- 2019年03月27日 07:02
福島第一原発で進められる廃炉 作業員癒やすまさかのスイーツ
1/3
未曽有の原子力災害の発生から8年近くが経過した東京電力福島第一原発。ピーク時の約7450人(2015年3月)から減少したものの、現在も一日当たり約4200人の作業員が廃炉作業にあたっている。
原発事故の発生を基点にして30~40年以上と、廃炉完了までは長い時間を要する。そんな重大なミッションを担う作業員のモチベーションを維持するため、東電は第一原発構内の労働環境の改善を推し進めてきた。
防護服を身に付けたままの雑魚寝など、原発事故直後のイメージは根強い。ところが、廃炉作業の現場を取材すると、食堂にコンビニ、構内の大半を簡易な作業服で移動できるようになるなど、作業員を取り巻く環境が大幅に改善された実態が浮かび上がる。
構内に2か所あるコンビニでの売り上げ1位はまさかのシュークリーム。よそとは少し異なる第一原発ならではの事情も見えてきた。

シュークリームをまとめ買い 作業員の疲れた体に好評
多くの作業員が行き交う大型休憩所にあるコンビニエンスストア・ローソン。休憩中の作業員がスイーツコーナーでお目当ての品を物色していた。「10個とか買っていただける。多いと30個とか。作業員のグループの人がまとめ買いするんです」と店長の黒澤政夫さん(43)。
現在の売れ筋1位は「大きなツインシュー」というシュークリーム。税込み113円とお手軽価格で、作業で疲れた体に好評なのだという。
他にも飲むプロテインなどが人気とのこと。店では、作業員の好みを考えながら、軽食として買ってもらえるパンやカップラーメン、おにぎりの種類を豊富にそろえている。飲酒してからの作業を防ぐため、酒類は置いていない。焼却場所の問題などから、通常のコンビニと違って缶やビン類も陳列されていない。

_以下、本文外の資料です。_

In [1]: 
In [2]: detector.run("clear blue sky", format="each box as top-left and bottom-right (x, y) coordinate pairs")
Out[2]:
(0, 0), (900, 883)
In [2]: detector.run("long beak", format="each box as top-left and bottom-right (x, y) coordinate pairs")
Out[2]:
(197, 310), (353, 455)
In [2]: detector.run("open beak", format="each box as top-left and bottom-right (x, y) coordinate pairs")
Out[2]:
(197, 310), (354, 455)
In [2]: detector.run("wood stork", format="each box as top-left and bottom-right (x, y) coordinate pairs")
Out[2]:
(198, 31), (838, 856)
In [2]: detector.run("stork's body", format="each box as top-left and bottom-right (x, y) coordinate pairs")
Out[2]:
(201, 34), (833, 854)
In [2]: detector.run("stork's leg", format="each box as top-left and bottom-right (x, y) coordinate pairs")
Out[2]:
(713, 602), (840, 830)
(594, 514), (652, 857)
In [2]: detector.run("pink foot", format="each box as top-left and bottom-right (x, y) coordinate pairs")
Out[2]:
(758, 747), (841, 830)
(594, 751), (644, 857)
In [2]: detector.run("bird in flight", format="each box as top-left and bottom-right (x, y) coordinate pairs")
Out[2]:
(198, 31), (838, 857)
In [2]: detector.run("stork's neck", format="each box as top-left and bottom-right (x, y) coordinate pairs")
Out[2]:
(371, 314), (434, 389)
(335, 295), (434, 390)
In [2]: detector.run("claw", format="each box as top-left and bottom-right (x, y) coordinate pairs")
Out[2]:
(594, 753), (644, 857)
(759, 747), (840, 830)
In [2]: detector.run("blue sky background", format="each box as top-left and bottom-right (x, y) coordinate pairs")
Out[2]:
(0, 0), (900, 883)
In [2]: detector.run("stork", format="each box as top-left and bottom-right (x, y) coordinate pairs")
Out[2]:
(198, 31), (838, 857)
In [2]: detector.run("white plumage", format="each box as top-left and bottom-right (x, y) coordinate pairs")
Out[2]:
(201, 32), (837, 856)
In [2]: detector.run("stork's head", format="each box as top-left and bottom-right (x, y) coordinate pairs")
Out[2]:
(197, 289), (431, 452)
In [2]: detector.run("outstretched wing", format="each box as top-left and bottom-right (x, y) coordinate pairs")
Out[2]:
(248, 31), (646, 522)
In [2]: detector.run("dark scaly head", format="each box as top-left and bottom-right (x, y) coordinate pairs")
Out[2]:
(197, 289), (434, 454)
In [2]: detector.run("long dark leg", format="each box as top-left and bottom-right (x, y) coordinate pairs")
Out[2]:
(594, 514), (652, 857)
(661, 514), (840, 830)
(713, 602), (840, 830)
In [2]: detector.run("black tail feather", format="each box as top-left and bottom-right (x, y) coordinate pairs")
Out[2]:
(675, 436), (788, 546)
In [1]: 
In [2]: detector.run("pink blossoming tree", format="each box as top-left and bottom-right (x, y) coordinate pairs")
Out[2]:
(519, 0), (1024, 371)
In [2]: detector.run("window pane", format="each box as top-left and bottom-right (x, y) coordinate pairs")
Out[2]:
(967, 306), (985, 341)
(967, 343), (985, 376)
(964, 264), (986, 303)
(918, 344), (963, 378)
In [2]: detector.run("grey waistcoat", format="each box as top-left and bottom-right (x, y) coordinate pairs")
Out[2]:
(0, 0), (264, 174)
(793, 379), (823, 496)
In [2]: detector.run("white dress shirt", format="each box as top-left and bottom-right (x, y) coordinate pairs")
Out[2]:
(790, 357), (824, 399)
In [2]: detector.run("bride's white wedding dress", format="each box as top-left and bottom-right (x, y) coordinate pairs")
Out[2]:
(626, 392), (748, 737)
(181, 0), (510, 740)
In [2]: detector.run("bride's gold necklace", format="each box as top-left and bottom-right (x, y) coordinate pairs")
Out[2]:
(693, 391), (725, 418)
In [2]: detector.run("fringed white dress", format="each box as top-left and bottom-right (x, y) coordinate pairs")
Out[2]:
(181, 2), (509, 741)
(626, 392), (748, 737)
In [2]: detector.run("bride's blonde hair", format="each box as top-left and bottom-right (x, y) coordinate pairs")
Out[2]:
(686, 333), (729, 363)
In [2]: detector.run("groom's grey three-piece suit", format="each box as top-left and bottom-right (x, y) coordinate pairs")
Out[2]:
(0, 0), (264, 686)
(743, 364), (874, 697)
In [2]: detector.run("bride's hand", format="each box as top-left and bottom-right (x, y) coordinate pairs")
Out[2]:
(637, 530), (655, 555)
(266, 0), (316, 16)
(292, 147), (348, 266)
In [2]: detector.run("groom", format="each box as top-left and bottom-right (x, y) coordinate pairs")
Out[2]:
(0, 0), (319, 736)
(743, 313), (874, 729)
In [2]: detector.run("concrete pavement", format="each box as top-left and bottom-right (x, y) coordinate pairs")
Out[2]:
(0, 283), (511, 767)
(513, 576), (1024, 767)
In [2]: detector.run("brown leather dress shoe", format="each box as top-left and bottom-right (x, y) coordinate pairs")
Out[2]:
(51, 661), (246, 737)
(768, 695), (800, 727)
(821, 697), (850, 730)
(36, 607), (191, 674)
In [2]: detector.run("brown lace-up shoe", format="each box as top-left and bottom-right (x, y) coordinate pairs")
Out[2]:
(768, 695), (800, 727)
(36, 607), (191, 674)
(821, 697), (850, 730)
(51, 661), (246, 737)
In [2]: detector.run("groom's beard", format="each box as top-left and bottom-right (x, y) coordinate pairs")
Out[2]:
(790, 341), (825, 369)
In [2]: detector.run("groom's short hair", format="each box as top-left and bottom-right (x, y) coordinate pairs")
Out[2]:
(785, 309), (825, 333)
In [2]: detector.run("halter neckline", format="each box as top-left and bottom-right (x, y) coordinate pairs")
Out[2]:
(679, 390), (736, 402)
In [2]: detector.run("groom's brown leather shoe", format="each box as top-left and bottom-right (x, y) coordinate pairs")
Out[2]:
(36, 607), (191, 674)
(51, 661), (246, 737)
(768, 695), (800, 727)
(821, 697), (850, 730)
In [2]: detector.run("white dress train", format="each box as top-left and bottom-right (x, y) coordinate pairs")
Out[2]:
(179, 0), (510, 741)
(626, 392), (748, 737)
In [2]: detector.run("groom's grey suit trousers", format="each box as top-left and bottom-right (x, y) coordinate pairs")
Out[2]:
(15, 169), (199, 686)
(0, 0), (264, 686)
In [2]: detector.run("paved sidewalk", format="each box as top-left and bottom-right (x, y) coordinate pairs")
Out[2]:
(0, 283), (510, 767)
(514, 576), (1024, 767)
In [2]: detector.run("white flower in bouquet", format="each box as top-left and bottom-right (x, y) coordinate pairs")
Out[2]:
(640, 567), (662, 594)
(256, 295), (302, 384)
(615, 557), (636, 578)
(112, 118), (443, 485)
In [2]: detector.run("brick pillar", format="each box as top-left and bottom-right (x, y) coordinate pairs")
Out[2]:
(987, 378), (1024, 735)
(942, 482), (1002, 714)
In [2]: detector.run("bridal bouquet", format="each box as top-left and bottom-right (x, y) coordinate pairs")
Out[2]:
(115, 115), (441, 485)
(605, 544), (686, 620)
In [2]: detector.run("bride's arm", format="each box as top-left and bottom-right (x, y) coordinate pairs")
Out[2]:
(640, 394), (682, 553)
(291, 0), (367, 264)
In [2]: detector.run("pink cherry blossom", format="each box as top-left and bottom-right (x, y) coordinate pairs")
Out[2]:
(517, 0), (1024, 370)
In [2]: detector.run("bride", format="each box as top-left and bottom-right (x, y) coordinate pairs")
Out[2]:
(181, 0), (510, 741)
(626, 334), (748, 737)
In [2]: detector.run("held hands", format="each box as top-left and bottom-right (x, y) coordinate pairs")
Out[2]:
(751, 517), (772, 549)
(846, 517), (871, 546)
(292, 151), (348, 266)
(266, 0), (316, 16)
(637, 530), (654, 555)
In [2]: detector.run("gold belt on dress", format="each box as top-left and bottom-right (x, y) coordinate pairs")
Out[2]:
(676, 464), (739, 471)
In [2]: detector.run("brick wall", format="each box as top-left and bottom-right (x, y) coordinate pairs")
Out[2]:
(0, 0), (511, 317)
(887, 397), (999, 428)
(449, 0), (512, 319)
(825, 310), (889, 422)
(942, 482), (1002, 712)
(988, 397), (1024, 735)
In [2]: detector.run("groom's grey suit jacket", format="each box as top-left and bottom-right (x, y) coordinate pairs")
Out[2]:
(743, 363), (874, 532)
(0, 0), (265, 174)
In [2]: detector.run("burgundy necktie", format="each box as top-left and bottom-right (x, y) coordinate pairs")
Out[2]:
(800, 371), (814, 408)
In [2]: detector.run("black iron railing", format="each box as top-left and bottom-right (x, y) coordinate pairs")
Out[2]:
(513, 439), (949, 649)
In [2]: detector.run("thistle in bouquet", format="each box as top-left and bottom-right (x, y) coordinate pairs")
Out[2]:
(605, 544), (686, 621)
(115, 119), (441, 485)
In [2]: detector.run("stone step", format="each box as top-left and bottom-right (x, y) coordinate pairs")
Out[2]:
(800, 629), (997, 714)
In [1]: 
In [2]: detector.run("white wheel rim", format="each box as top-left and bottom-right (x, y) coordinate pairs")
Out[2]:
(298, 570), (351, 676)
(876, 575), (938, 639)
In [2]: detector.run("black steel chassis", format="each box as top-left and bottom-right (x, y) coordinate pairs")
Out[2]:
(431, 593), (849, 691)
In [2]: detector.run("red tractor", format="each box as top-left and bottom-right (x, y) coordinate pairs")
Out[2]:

第一原発構内にコンビニができたのは16年3月。黒澤さんはコンビニの開店直後から働いている。「第一原発で働くことの抵抗は全然なかった」。南に35キロあまり離れたいわき市出身で、原発事故前には自身も第一原発で働いたことがあったという。
「今までありがとう」。第一原発の作業を終え次の現場に向かう作業員から、そう感謝を告げられることもある。「お客さんとのコミュニケーションが大切」。少しでも居心地良い環境を作って、気持ち良く過ごしてほしいと心掛けてきた。
そんな言葉をもらうたびに、「特殊な状況下にあるこの店でも、人と人とのつながりは変わらないのだ」と、胸がいっぱいになるのだという。
「過酷な作業に冷や飯」は昔のこと メニュー豊富に温かい食事を提供

コンビニが入る大型休憩所は、鉄骨9階建てで、延べ床面積は約6400平方メートル。事故から4年3カ月たった15年6月に完成し、窓がないために建物内では防護服を着用せずに滞在できる。休憩やミーティングのためのスペースのほか、シャワールームも備え、作業員を取り巻く環境は飛躍的に向上した。
そんな中でも、大型休憩所の完成による最大のメリットは食堂ができたことだ。作業員はそれまで、通勤途中にコンビニで買ったり、滞在先の宿舎などで渡されたりする弁当やおにぎりなどを持参するしかなかった。作業の唯一の楽しみともいえる昼休みにもかかわらず、口にするのは冷めた食事。そんな状況が続いていた。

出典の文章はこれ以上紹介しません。